Tuesday, March 1, 2011

What Lincoln Can Teach Us

I have a confession to make.  I am addicted to mystery stories.  I enjoy reading the stories of Anne Perry, Robert Barnard, Agatha Christie, Tony Hillerman, Margaret Coel and Mary Daheim to name just a few of my favorite authors.  Since I am now retired I have more time for reading and I find a good mystery is a good way to relax.  However, I have recently moved into a new genre of reading.  My son gave me the first book in the trilogy by Edmund Morris of the life of Theodore Roosevelt.  I found it fascinating reading and that led me to purchase the remaining two books in the series.

On my last trip to our public library I decided to try out the biography section.  I selected two biographies and the first was Abraham Lincoln by Benjamin P. Thomas.  I already knew a lot about Lincoln but this book led me through a life that was most remarkable in many ways.  Born somewhat in poverty, he rose to lead the nation during one of the most difficult times in its history.

The Civil War was the bloodiest war in our nation's history.  Over 1,030,000 casualties occured (3% of the population) including civilians.  Over 620,000 soldiers were lost on both sides of the conflict removing from the scene 10% of the young male population in the North and 30% in the South.  Through this conflict, Lincoln strove to preserve the Union and bring about the end to slavery in our nation.  As a compassionate man he agonized over many facets of the war.  I am sure that no president in our history who has had to call the nation to war can fail to agonize over the number of lives lost in whatever the struggle may be.

The reason I chose to write about Lincoln today was because he epitomizes the spirit of forgiveness that I had spoken about in my previous post.  Jesus had commanded us (in his Sermon on the Mount) to love our enemies.  This requires forgiveness on our part of those who have hurt or offended us.  You can imagine the calls for recrimination that must have occured following the Civil War regarding how the seceding Southern states should be punished.  Lincoln would have none of that.  While Lincoln did not belong to any established church he was inbued with the spirit of the Sermon on the Mount and would act accordingly.

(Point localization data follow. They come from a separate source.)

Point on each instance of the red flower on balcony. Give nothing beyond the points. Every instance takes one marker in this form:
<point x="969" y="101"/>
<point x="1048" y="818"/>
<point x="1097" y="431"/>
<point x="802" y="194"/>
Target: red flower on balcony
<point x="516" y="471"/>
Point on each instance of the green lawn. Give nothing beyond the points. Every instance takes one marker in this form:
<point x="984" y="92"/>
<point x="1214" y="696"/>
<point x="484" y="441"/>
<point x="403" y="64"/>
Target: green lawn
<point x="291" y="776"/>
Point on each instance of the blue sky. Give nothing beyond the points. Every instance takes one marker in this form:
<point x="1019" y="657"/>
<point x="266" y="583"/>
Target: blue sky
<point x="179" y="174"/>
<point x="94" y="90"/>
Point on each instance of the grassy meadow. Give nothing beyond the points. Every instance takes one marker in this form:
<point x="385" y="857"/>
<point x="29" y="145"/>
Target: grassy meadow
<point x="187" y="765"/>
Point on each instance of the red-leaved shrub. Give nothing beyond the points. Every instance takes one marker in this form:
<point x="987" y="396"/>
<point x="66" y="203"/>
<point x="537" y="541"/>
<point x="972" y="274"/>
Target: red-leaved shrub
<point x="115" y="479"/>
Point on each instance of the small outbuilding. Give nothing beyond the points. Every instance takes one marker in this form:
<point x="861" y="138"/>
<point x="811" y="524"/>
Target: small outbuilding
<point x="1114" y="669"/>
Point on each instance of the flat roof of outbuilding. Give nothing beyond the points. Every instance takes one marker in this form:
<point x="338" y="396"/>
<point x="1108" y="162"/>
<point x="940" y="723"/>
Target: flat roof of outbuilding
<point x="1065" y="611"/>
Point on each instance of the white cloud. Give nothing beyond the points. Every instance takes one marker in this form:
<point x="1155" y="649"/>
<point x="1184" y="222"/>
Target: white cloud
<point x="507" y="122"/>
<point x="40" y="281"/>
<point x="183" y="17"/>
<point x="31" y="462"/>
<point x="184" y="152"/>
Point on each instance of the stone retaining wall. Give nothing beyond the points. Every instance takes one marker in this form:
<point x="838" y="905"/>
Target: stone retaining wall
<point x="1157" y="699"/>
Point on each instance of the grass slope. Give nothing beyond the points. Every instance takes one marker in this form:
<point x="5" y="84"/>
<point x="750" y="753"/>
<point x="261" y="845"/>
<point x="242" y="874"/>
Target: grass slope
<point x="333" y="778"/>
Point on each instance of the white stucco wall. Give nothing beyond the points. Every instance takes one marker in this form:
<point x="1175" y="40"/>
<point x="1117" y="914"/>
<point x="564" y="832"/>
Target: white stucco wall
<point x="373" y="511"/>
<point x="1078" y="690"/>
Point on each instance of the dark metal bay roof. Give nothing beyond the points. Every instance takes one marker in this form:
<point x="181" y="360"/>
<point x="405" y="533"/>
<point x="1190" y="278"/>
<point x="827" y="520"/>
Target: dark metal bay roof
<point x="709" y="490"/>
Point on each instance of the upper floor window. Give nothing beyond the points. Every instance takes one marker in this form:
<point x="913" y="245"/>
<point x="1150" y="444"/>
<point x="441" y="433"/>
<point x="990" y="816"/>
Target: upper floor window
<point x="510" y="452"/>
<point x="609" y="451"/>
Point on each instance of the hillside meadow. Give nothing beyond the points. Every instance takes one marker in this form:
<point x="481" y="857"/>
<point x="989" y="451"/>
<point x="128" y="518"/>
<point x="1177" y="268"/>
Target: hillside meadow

Toward the end of the war he was faced with a request for approval of various court-martial sentences (almost 30,000 in one year).  According to one of his secretaries, he would use any possible means to avoid having a soldier's life taken as punishment.  He did not want to approve the death penalty for cowardice, and as he remitted such sentences he would say: It would frighten the poor fellows too terribly to kill them.

His spirit of forgiveness was most evident after the conclusion of the war.  He did not want severe recriminations brought upon the seceding states but rather wished to "bind up the nation's wounds."  His words at his second inauguration in 1865 are classic:

With malice toward none; with charity for all; with firmness in the right, as God gives us to see the right, let us strive on to finish the work we are in; to bind up the nation's wounds; to care for him who shall have borne the battle, and for his widow and his orphan - to do all which may achieve and cherish a just and lasting peace, among ourselves, and with all nations.

This is what Lincoln can teach us today - a spirit of forgiveness and a search for lasting peace and harmony between ourselves and others and between nations.  We must never give up hope that such can be accomplished for if we do it can never happen.

A contemporary of Lincoln's - Mark Twain - once wrote:  Forgiveness is the fragrance that the flower leaves on the heel of the one who crushed it.  In the spirit of forgiveness that Jesus taught us and as it was seen in the life of Lincoln, may we reach out to all those who have offended us and leave that fragrance for them to experience.